Something in him broke. With a groan he claimed her mouth again, urgent and hungry. She clutched at his shirtfront, pressing herself against him. His hand cupped her face, the other settling at her waist, steady and possessive.

She sighed into him, arching closer. His lips moved over hers with delicious thoroughness—deepening, tasting, demanding. She trembled as his tongue teased hers, heat rushing through her like wildfire.

“Stay with me,” she whispered against his mouth. “Tonight.”

He stilled, breath ragged. “Vicky—if I stay, I will not stop at kisses.”

“Good.” She kissed him again, reckless, until he yielded.

They stumbled to the settee, pulling each other down into its cushions. He tried to hold back, but she coaxed him onward—laughing breathlessly, tugging at his shirt buttons until her fingers slid over warm skin. He hissed softly at her touch, muscles taut beneath her hand.

“You will ruin me,” he said hoarsely.

“Then we shall be ruined together,” she murmured, biting lightly at his jaw.

His laugh turned into a groan as her nightdress bunched high around her thighs. He pushed it up, his hands firm on her legs, tracing the shape of her through thin linen. She gasped, clutching his shoulders as his mouth moved down her throat, teeth grazing, tongue soothing.

“Vicky,” he whispered like a prayer. “You undo me.”

She tugged at his shirt until it came free, sliding her palms over the breadth of his chest, down the ridges of muscle. He caught her hand, pressed it against his racing heart. “Do you feel what you do to me?”

Her only answer was to kiss him again, deeper, fiercer, until they were both breathless.

He lifted her easily, settling her astride him.

She shivered as his hands skimmed her body, reverent and hungry all at once.

The blanket slid to the floor. The lamplight turned everything golden—the heat of his skin, the hunger in his eyes, the way he looked at her as though she were both salvation and sin.

When at last he pushed the straps of her nightdress down, baring her to his gaze, she did not flinch. His breath caught, his hands gentle as he cupped her, thumbs circling, lips following. Pleasure surged through her, startling and exquisite. She cried out softly, clutching his hair.

“Please,” she whispered. “Don’t stop.”

He kissed his way back to her mouth, fumbling only once before they found their rhythm, the world narrowing to the perfect joining of bodies. She gasped at the fullness, the heat, the shocking intimacy of it, but his whispered reassurances steadied her.

“Look at me,” he urged, and when she met his gaze, she saw everything—desire, devotion, awe.
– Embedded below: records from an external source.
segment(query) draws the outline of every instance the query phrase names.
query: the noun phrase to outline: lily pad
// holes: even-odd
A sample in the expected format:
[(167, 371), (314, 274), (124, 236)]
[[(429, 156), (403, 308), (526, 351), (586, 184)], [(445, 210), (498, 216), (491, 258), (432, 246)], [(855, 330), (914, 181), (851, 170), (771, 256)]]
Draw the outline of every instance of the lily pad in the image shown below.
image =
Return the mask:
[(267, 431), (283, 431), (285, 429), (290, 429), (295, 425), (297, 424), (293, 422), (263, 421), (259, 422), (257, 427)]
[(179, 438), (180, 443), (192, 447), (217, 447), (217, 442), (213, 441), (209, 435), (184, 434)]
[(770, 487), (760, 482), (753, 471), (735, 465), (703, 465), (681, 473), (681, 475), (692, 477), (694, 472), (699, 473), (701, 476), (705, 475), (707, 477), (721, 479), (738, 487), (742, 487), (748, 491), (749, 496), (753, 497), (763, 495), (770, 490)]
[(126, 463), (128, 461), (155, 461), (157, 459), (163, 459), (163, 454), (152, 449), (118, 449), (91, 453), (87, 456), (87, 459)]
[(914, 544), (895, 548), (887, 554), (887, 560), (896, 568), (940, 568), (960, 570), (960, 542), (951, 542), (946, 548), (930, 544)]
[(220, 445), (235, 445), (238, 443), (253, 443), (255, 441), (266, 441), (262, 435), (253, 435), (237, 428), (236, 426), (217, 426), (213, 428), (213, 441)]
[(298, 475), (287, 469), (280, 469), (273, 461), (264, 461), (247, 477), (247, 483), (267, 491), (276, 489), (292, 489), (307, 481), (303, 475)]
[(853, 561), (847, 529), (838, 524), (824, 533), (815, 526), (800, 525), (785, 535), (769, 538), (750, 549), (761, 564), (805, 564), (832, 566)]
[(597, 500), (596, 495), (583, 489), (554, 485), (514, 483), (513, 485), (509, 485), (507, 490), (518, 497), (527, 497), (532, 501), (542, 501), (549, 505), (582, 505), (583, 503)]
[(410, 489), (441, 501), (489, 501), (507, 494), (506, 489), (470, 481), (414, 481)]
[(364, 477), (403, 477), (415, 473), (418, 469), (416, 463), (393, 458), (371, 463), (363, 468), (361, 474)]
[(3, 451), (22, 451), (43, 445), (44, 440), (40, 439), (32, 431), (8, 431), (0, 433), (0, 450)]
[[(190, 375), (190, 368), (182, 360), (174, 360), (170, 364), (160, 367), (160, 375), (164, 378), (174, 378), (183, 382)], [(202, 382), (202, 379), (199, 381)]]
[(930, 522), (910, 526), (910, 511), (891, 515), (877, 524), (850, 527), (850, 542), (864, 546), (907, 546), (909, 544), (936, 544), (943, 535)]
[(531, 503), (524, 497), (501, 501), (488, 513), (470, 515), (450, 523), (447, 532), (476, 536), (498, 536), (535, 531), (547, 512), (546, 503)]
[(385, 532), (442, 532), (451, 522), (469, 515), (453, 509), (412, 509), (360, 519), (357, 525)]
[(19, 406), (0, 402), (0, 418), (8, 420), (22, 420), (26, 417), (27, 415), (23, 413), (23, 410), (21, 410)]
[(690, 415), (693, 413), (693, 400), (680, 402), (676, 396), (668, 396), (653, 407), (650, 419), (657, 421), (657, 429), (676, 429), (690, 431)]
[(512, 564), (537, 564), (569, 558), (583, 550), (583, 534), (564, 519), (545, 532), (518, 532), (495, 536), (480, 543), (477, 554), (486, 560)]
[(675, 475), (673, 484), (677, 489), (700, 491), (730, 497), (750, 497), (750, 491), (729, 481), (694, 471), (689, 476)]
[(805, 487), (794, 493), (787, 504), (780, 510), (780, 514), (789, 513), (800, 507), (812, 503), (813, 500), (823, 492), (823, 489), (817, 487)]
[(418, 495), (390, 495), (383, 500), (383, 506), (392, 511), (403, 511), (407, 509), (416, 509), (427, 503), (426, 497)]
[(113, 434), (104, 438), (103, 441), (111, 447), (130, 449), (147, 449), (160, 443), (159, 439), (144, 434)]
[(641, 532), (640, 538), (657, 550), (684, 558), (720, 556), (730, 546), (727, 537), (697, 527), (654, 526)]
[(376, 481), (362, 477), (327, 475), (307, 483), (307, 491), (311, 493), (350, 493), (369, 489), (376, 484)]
They moved together, awkward only for a moment before instinct and need took over. He filled her completely, each thrust drawing pleasure higher, deeper, until she clung to him, breathless. His control frayed, his groans muffled against her neck, her cries caught in his hair.

Release came for her in a rush, unexpected and overwhelming. She clutched him tightly, trembling as wave after wave broke over her. He followed soon after, burying his face against her shoulder with a shuddering groan, holding her as though he could not let go.

Afterward, they lay tangled on the settee, her nightdress rucked to her waist, his chest bare and damp with sweat. The candle sputtered low, but neither moved to trim it. His hand traced idle circles along her hip, as though memorizing her.

“You undo me,” he murmured again, voice raw.

She smiled against his throat. “Good. I’ve been undone all week.”

He laughed softly, kissing her hair. She felt it rumble through his chest where her cheek rested.

Outside, snow pressed thick against the windows, muffling the world. Inside, in the warmth of each other’s arms, Vicky Abbott discovered that surrender was not loss at all, but victory—the kind she had never imagined wanting, and now could not imagine giving up.